Maikawa turned to face him. “Through these doors is the pride of our facility, the Rod of Babylon. It extends seventy-five feet into the air, and tunnels through the rock beneath us, to the cold, black waters below. It is there we intend to heal you.”
She held out her hand toward him in a demonstrative gesture. Vorstadt followed the movement with his eyes and noticed, for the first time, the perfect grid of puncture wounds on her palm. Each hole was red with coagulated blood, the skin around them white as a fish’s belly. When she noticed his gaze
, Maikawa smiled modestly and slowly drew her fingers into a fist.
The sight left Vorstadt with a queasy feeling in the pit of his stomach. It didn’t appear to be any injury he was familiar with; it was too perfect, too clean. And not to mention a trypophobe’s worst nightmare. Before he could consider the matter further, he was struck by a blast of sea wind.
Director Maikawa had opened the glass doors and was now inviting Vorstadt inside. The nurse pushed him forward and the overhead lights sputtered into activity. The sudden brightness stung Vorstadt’s eyes. They were gathered in a small antechamber lined with steel and reinforced with concrete. A series of vents along the far wall admitted the outside air. Every surface shined and gave back a distorted reflection. The place was bare except for a solitary locker in the corner and a canvas harness attached to some kind of pulley mechanism facing yet another door.
“Nurse, if you will please remove Mr. Vorstadt’s clothing.”
The nurse engaged the wheelchair’s manual brake, walked around to face Vorstadt, who nodded his consent, and proceeded to undress him. He hated every moment of it. She was much gentler than his homecare nurse, he would give her that, but the whole process was no less undignified or embarrassing.

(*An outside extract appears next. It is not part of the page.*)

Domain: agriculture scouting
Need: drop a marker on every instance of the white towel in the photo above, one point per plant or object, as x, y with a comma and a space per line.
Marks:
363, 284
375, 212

He hated how she needed to guide his limbs into a more comfortable position as soon as she removed them from a shirtsleeve or pant leg; hated the feeling of her breath fanning his skin as she toiled at the task; hated the way his naked body looked under fluorescent lights, all pallor and sagging, atrophied muscles. He fixed her with his gaze and mumbled, “This had better goddamn work.”
“We will do our best, Mr. Vorstadt,” she answered with a gunmetal smile.
She wheeled his bare, pathetic form toward the harness and strapped him in, the coarse canvas looping around his biceps, thighs, chest, and buttocks to ensure maximum support. Vorstadt now realized that the harness could be raised or lowered, presumably down the shaft on the opposite side of the door, with the help of the pulley system. For the second time today, a queasy pang lanced through the pit of his stomach.